The Russian Robot
That’s Hiring Humans
Robot Vera can cut the time and cost of
recruiting by a third, its creators say. Now they’re teaching it to recognize anger, pleasure, and
disappointment.
A Russian startup is using Robot Vera,
artificial intelligence software designed for recruiting, to help its 300-odd
clients—including PepsiCo, Ikea, and L’Oréal—fill vacant jobs. (Yes, with
humans.)
The Benefit
Vera speeds the vetting of high-turnover
service and blue-collar positions (clerks, waiters, construction workers),
cutting the time and cost of recruitment by as much as a third, according to
its creators.
The software can interview hundreds of
applicants simultaneously via video or
voice calls, narrowing the field to the most suitable 10 per cent of
candidates.
Innovators
Vladimir Sveshnikov (28) and Alexander
Uraksin (30), co-founders of Stafory, a 50-person startup in St.
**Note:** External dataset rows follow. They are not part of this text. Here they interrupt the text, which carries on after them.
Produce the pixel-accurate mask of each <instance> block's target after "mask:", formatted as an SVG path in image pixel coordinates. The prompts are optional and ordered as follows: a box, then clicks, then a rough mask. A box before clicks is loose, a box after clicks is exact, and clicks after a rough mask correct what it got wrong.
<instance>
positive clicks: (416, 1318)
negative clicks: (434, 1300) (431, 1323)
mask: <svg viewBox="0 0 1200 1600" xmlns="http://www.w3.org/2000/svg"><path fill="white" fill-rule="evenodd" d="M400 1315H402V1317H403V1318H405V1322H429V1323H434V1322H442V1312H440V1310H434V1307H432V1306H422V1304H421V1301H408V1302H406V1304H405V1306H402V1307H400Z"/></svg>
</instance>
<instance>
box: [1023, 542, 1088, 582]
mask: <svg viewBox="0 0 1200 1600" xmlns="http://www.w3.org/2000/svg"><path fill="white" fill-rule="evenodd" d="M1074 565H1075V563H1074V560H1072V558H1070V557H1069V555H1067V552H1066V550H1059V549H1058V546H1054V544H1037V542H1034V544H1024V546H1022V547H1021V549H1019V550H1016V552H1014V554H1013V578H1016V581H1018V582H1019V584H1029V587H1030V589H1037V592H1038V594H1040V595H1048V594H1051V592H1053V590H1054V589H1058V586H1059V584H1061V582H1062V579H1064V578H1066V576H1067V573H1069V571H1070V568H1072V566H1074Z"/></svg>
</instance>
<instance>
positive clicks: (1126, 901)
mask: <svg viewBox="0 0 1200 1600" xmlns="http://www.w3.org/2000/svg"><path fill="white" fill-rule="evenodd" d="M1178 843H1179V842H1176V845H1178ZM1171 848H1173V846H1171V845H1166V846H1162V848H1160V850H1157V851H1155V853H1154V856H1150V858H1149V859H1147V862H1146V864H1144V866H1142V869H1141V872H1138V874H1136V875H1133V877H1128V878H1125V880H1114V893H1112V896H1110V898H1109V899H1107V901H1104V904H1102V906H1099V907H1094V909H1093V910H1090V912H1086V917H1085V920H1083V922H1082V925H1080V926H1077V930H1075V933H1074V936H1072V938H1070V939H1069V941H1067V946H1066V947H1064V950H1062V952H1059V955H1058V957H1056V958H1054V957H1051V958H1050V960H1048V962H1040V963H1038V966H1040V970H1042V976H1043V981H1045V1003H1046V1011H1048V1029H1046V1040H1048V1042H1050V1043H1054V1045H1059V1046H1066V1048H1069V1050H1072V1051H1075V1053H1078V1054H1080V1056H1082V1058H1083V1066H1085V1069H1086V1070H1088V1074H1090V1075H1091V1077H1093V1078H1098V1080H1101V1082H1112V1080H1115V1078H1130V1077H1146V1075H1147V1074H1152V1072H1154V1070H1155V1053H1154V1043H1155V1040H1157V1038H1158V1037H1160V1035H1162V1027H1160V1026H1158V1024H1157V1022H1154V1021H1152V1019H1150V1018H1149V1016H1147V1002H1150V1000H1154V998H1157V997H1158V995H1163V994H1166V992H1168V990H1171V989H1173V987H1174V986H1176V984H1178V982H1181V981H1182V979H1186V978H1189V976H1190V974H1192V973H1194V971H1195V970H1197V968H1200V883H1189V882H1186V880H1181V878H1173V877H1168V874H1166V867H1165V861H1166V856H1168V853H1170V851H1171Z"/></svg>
Petersburg
Origin
The co-founders, with a background in
human resources, two years ago found themselves making hundreds of calls to
candidates who’d lost interest in the given job or couldn’t be located. “We
felt like robots ourselves, so we figured it was better to automate the task,”
Uraksin says.
Development
Vera, named after Sveshnikov’s mother, combines speech recognition technologies
from Google, Amazon.com, Microsoft, and
Russia’s Yandex.
Programmers fed 13 billion examples of syntax and speech from TV, Wikipedia, and job listings to expand the software’s vocabulary and help it speak
more naturally and understand responses.
Deployment
The robot started working in Russia in
December 2016, and Stafory has since added clients in the Middle East and pilot
projects in Europe and the U.S. The company says its revenue will top $1
million this year.
The Verdict
Human recruiters still vet the
candidates cleared by Vera.
Sveshnikov and Uraksin are working to
teach the bot to recognize anger, pleasure, and disappointment, but even if it
can gauge emotions, Vera shouldn’t be viewed as a substitute for traditional HR
departments, says Mikhail Chernomordikov, a Microsoft Corp. strategist in
Dubai. “Final decisions on hiring,” he says, “are reserved for humans.”